Les médias aussi responsables

Alexandre Duval n’épargne pas ses collègues journalistes. Dans son essai, il accuse les médias de trop souvent tomber dans le «piège de la politique-spectacle et, indirectement, de la facilité».

Selon lui, en «refusant de s’attaquer aux pratiques douteuses qui sévissent dans leur propre industrie, ils sont devenus les complices implicites des réflexes électoralistes des élites politiques».

«J’oserais même dire qu’il y a lieu de se demander si, dans certaines situations, les médias ne sont pas eux-mêmes les premiers responsables de ce mal qui ronge nos démocraties et du cynisme croissant des citoyens qui en découle», ajoute l’essayiste.

D’ailleurs, il croit que le problème de la ligne de parti trop rigide est renforcé par les journalistes, lorsqu’ils font une nouvelle aussitôt que le message d’un député n’est pas exactement au diapason avec celui de son chef, par exemple.

«Ça se transforme en gestion de crise au sein du parti.
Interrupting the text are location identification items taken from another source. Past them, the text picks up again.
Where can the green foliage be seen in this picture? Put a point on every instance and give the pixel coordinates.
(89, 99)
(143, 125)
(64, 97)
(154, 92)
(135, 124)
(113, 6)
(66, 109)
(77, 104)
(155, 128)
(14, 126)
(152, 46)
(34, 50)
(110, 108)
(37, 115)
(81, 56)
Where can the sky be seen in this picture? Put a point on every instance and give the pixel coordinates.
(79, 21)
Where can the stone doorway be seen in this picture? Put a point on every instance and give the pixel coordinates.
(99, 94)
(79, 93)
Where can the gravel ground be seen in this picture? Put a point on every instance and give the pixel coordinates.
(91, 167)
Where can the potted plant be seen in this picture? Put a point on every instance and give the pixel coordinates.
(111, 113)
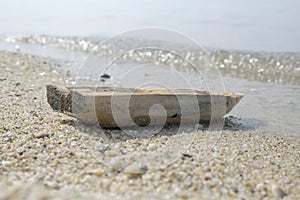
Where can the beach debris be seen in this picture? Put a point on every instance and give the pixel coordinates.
(17, 47)
(2, 78)
(80, 102)
(104, 77)
(134, 171)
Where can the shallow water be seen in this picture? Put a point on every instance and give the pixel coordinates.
(269, 81)
(269, 25)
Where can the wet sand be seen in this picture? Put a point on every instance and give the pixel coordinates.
(44, 156)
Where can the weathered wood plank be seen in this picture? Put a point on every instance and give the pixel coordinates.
(131, 106)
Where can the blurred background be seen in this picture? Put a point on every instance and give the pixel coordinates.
(260, 25)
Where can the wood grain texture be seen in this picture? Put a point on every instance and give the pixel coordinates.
(116, 107)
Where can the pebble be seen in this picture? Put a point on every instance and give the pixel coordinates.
(116, 163)
(2, 78)
(110, 153)
(278, 191)
(41, 135)
(134, 171)
(96, 172)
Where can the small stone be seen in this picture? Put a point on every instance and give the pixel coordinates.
(134, 171)
(41, 135)
(2, 78)
(96, 172)
(116, 163)
(110, 153)
(278, 192)
(8, 163)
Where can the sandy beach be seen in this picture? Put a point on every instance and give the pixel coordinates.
(44, 156)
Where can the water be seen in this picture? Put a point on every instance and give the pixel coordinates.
(267, 25)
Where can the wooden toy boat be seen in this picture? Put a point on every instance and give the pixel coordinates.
(118, 107)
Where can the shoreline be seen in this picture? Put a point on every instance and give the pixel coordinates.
(43, 155)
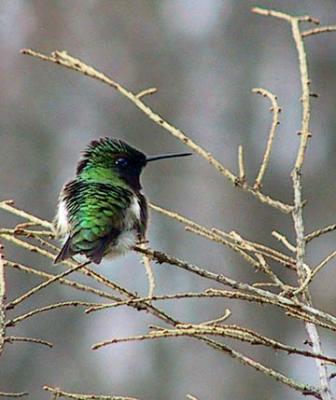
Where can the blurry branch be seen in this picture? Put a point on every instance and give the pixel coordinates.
(284, 241)
(2, 301)
(15, 321)
(242, 174)
(275, 109)
(231, 331)
(64, 59)
(79, 396)
(12, 339)
(191, 397)
(17, 395)
(294, 308)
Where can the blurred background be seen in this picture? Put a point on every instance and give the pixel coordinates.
(204, 56)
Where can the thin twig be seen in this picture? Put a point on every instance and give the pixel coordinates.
(81, 396)
(11, 339)
(242, 174)
(297, 213)
(44, 285)
(282, 239)
(2, 301)
(16, 320)
(9, 394)
(316, 31)
(319, 232)
(276, 111)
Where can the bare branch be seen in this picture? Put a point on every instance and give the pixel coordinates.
(276, 111)
(64, 59)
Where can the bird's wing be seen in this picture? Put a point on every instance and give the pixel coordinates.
(96, 216)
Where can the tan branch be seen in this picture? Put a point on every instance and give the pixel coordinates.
(80, 396)
(316, 31)
(276, 111)
(64, 59)
(2, 301)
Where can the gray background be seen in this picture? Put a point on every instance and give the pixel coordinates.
(204, 56)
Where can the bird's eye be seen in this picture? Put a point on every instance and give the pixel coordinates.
(122, 162)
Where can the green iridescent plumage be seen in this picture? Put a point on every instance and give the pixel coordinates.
(102, 210)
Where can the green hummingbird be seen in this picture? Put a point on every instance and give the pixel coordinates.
(102, 212)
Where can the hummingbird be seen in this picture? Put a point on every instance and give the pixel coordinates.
(102, 211)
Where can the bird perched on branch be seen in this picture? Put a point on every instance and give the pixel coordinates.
(102, 212)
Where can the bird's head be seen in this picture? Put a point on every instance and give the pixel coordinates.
(113, 161)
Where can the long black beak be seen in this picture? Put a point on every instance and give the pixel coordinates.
(163, 156)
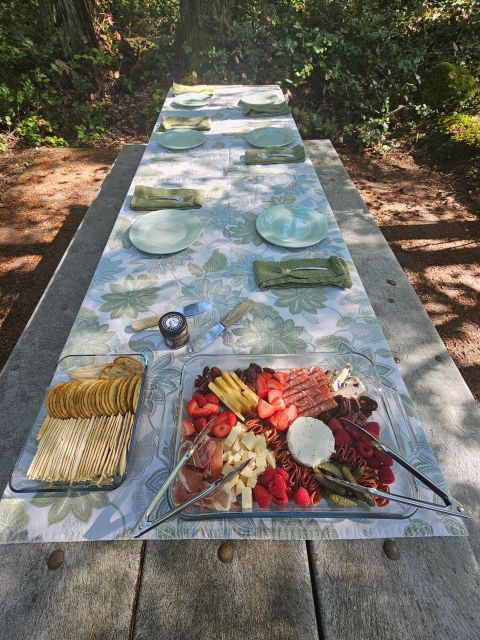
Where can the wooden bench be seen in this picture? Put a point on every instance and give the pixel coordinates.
(279, 590)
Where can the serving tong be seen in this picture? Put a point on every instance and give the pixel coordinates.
(146, 523)
(451, 506)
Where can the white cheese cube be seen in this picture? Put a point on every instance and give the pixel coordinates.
(249, 440)
(226, 469)
(271, 459)
(239, 487)
(247, 498)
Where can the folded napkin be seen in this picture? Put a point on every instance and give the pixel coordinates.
(177, 89)
(151, 198)
(274, 275)
(201, 123)
(265, 110)
(275, 155)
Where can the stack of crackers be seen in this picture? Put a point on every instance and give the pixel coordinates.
(86, 434)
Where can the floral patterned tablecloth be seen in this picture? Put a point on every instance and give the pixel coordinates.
(129, 284)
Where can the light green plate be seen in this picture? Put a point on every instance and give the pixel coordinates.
(262, 98)
(192, 100)
(181, 139)
(292, 226)
(166, 231)
(270, 137)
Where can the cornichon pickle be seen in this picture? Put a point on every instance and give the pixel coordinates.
(348, 475)
(330, 468)
(342, 501)
(328, 484)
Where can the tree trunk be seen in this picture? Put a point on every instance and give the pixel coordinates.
(202, 26)
(73, 20)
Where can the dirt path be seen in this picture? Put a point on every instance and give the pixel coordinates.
(433, 231)
(44, 196)
(435, 235)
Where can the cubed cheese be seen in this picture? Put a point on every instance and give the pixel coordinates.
(249, 440)
(247, 498)
(239, 487)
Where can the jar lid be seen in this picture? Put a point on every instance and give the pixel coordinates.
(171, 324)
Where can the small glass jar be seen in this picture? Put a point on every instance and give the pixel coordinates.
(174, 329)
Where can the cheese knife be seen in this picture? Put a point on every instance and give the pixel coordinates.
(189, 310)
(212, 334)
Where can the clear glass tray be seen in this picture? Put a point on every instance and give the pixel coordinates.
(20, 483)
(395, 430)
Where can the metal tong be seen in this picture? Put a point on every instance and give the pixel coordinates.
(451, 506)
(146, 523)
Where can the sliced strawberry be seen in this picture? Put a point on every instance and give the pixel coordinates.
(191, 407)
(274, 384)
(279, 403)
(221, 430)
(264, 409)
(199, 423)
(280, 420)
(211, 397)
(262, 388)
(292, 413)
(281, 376)
(274, 393)
(187, 428)
(199, 399)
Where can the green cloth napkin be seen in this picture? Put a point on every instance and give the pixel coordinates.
(200, 123)
(177, 89)
(271, 275)
(295, 154)
(142, 199)
(265, 110)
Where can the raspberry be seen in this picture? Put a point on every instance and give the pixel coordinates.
(373, 428)
(261, 496)
(386, 476)
(384, 458)
(283, 474)
(374, 463)
(342, 438)
(301, 497)
(335, 425)
(282, 500)
(267, 476)
(277, 487)
(364, 450)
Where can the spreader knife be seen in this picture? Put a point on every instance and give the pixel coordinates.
(212, 334)
(189, 310)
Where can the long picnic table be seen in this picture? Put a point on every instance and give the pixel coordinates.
(291, 588)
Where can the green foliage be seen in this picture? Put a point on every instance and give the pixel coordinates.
(353, 68)
(446, 86)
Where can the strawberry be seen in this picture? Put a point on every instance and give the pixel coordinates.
(211, 397)
(274, 393)
(191, 407)
(264, 409)
(187, 428)
(199, 423)
(292, 413)
(199, 399)
(262, 388)
(280, 420)
(261, 496)
(385, 475)
(220, 430)
(281, 376)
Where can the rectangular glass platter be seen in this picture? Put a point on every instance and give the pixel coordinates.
(395, 431)
(20, 483)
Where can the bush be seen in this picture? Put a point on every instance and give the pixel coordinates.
(447, 86)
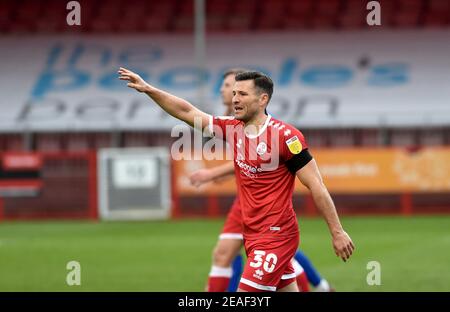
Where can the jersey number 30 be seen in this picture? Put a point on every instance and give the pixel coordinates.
(269, 262)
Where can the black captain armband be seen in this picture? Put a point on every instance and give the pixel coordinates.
(298, 161)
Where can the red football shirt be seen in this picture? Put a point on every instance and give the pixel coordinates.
(265, 184)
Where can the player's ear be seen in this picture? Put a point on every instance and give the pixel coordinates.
(264, 99)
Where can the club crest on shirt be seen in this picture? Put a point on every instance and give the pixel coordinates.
(294, 145)
(261, 148)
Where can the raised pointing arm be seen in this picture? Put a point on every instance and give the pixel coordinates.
(173, 105)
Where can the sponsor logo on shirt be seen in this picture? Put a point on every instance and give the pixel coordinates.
(261, 149)
(294, 145)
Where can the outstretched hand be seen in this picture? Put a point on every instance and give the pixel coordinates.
(134, 80)
(343, 245)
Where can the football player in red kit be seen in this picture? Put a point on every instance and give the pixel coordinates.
(268, 155)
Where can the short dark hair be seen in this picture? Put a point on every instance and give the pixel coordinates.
(262, 81)
(233, 71)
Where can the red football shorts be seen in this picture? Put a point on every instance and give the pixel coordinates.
(269, 266)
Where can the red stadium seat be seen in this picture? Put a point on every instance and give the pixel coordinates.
(403, 137)
(432, 137)
(239, 23)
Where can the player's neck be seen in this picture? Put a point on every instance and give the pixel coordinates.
(229, 111)
(253, 126)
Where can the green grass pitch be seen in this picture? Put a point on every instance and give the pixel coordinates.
(413, 252)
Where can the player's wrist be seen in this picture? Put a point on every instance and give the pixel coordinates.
(337, 232)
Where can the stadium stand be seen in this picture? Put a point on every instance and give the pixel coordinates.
(122, 17)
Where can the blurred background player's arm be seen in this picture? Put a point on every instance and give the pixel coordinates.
(173, 105)
(215, 174)
(309, 176)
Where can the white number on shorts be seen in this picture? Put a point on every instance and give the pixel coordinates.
(269, 262)
(257, 258)
(266, 266)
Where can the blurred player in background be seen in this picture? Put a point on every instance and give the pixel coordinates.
(226, 259)
(265, 182)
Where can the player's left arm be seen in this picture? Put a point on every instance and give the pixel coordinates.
(309, 175)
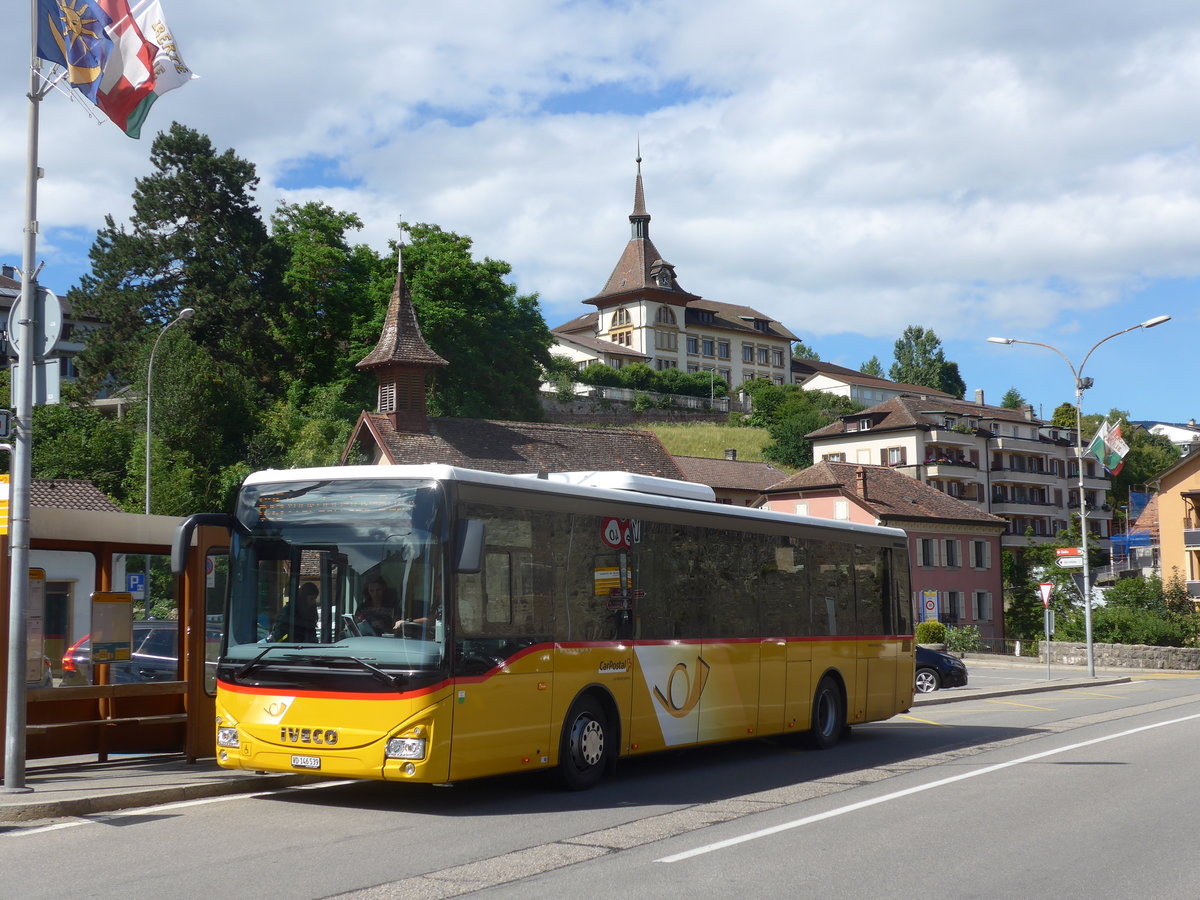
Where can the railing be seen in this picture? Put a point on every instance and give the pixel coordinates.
(676, 401)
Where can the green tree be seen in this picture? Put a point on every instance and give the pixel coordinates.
(919, 359)
(1012, 400)
(802, 351)
(496, 341)
(790, 414)
(195, 240)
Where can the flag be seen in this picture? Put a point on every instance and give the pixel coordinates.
(167, 66)
(1109, 448)
(124, 58)
(73, 34)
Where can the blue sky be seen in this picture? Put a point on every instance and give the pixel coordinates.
(975, 169)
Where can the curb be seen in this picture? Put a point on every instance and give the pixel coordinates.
(953, 697)
(37, 809)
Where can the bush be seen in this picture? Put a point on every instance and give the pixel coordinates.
(930, 633)
(964, 640)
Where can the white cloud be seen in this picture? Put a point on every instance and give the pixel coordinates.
(849, 167)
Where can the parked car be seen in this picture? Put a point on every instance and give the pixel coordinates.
(155, 657)
(939, 670)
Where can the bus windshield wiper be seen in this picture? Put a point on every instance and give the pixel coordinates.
(391, 681)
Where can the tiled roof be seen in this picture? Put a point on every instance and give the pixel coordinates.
(808, 369)
(523, 447)
(64, 493)
(401, 341)
(731, 474)
(905, 413)
(598, 345)
(891, 495)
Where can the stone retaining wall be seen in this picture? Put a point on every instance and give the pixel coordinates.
(1121, 655)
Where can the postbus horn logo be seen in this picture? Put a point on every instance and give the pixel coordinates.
(693, 690)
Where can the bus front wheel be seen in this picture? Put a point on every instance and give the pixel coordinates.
(586, 745)
(828, 715)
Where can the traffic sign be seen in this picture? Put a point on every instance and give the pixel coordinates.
(1045, 588)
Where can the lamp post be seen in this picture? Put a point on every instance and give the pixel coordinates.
(184, 315)
(1083, 384)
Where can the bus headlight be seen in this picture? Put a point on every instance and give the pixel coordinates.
(405, 749)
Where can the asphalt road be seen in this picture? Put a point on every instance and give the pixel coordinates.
(1079, 792)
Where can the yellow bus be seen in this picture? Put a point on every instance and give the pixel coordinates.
(432, 624)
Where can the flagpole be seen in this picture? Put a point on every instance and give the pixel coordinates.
(23, 395)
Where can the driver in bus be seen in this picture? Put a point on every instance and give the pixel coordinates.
(378, 606)
(303, 628)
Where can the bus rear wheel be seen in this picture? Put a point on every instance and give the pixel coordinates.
(586, 745)
(828, 715)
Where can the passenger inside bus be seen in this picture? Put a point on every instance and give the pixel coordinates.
(297, 622)
(378, 607)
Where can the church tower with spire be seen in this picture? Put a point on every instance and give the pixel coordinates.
(401, 361)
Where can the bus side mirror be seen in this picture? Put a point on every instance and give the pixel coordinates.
(468, 547)
(184, 535)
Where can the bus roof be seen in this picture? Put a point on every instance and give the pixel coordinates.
(615, 485)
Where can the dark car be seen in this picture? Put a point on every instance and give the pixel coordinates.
(939, 670)
(155, 657)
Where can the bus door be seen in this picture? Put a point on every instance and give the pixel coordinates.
(503, 667)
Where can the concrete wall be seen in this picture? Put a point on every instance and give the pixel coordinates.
(1119, 655)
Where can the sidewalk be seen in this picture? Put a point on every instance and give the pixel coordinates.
(81, 786)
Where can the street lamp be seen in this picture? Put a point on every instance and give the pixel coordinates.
(1083, 384)
(184, 315)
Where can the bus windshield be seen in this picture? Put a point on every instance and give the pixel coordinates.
(336, 576)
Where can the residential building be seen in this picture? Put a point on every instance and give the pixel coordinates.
(863, 389)
(1179, 522)
(736, 481)
(953, 546)
(1002, 461)
(643, 315)
(1185, 436)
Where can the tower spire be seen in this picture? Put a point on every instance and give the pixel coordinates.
(640, 220)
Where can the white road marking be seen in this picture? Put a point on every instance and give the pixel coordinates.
(907, 791)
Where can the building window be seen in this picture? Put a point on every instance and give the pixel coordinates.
(953, 612)
(981, 555)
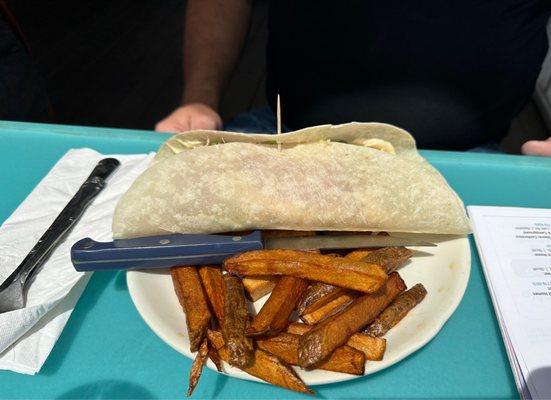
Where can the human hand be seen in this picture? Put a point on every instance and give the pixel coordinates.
(189, 117)
(537, 148)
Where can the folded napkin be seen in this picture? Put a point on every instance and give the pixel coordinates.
(28, 335)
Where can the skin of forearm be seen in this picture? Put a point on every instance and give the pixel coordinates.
(215, 31)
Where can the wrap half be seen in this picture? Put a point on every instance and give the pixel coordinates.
(350, 177)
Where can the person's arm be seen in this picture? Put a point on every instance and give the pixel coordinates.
(537, 148)
(215, 31)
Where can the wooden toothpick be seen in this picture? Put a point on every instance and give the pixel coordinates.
(278, 122)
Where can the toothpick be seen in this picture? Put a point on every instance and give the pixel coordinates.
(278, 122)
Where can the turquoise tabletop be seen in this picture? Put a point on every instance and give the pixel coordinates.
(107, 351)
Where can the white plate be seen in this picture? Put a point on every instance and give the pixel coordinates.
(443, 270)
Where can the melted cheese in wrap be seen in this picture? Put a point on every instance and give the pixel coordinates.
(353, 177)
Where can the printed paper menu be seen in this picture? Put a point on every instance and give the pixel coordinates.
(515, 250)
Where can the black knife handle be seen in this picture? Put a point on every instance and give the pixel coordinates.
(64, 221)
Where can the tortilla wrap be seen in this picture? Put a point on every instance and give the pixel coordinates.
(338, 178)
Et quand ça arrive, il ne peut pas en ressortir quelque chose de bon parce que ce que le parti cherche à faire, c'est colmater la brèche puis s'assurer que le message soit uniforme», explique-t-il en entrevue.

«Il y a encore de bonnes choses qui se font en politique»

Face à des constats aussi sévères sur notre système, n’y a-t-il pas un risque de tomber dans le cynisme?

«Ma prétention, c'est que de ne pas nommer les choses constitue un danger beaucoup plus grand que de les nommer pour que les gens sachent d'où vient leur insatisfaction», soutient-il.

Mais le livre d'Alexandre Duval n’est pas seulement un diagnostic critique des symptômes qui mettent à mal notre démocratie; il propose aussi plusieurs pistes de solutions: une couverture médiatique plus axée sur les enjeux de fond; plus de transparence des organismes publics; des mandats plus longs pour les députés (pour limiter l’effet de la campagne permanente); la possibilité de révoquer les élus; réformer le mode de scrutin; assouplir la ligne de parti.

Mais l’auteur ne jette pas la pierre aux élus – qui bien souvent, sont là pour les bonnes raisons, dit-il.

«Je ne suis pas de ceux qui pensent qu’il faut jeter le bébé avec l’eau du bain. Notre système politique parvient encore à livrer des résultats intéressants, à provoquer du changement positif pour le plus grand nombre au sein de la société. Il y a encore de bonnes choses qui se font en politique», conclut-il lors de l’entrevue.

***

Alexandre Duval, Obsession: élections!: comment l'électoralisme affaiblit nos démocraties, Somme toute, 328 pages.